Pfizer (PFE) ended last week on a sour note, announcing after the market closed on Friday that it will cut $9 billion from its sales outlook. And yet, the stock is up more than 5% so far in Monday morning’s trading session.
The full-year EPS has been adjusted to $1.45 to $1.65 on revenue between $58 billion to $61 billion. This is a step backward, which the company attributes to dwindling performance on two drugs:
- COVID treatment Paxlovid will see a revenue reduction of around $7 billion
- Comirnaty COVID vaccine will see a revenue reduction of around $2 billion
On top of these two drugs, Pfizer is also preparing to take a $5.5 billion charge in writing off COVID-19 product inventory. The new outlook is well below the FactSet consensus of $3.29 a share on revenue of $65.96 billion.

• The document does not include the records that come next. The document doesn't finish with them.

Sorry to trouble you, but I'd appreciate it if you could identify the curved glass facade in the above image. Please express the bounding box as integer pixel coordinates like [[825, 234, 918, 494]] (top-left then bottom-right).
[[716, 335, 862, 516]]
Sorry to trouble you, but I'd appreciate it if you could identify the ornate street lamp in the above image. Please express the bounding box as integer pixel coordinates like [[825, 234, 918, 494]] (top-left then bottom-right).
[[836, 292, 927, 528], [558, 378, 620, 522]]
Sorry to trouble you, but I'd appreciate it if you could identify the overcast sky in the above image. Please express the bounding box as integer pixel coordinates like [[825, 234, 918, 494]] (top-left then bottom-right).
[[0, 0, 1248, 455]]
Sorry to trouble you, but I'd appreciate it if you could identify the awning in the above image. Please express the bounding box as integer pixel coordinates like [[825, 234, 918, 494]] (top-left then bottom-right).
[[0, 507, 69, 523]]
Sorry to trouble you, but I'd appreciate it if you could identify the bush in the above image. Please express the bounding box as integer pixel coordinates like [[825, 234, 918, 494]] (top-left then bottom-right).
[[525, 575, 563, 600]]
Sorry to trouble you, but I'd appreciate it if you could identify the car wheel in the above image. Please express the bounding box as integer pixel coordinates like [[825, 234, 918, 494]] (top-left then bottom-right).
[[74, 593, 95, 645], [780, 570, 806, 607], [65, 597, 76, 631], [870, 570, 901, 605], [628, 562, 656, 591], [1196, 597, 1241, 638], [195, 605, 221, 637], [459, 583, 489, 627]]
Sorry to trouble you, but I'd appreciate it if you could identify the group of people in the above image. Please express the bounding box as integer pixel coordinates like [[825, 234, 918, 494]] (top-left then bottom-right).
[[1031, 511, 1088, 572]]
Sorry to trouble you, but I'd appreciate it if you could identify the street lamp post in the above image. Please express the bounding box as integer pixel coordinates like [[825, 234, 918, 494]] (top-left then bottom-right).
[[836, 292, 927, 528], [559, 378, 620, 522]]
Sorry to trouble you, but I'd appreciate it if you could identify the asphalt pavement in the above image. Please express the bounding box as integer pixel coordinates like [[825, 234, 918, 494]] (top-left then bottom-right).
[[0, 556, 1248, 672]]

This shouldn’t come as a surprise to anyone as the COVID pandemic is now well in the rearview mirror. The writing has been on the wall for a few quarters now. Just a few months ago in August Pfizer took a hit after the company admitted to a dramatic drop in demand for COVID-related products.
But, the company still remained confident it would post full-year earnings of $3.25 to $3.45 a share on revenue of $67 billion to $70 billion. It appears Pfizer is out of the denial stage and has accepted the new reality of a post-pandemic company.
That being said, the cost realignment program Pfizer has implemented is reportedly going to save at least $3.5 billion over the next few years – $1 billion of which will be saved this year alone. This is good news for PFE investors, and bad news for employees – as jobs are going to be cut along the way.
All this being said, PFE is still down dramatically over the last year – losing more than 21% of its value. Is this trajectory going to continue, or is there a reason for investors to continue holding onto hope that the company can thrive even after the pandemic?
We’ve taken a look through the VectorVest stock analyzer below and have 3 things you need to see before doing anything else as a current or prospective PFE investor…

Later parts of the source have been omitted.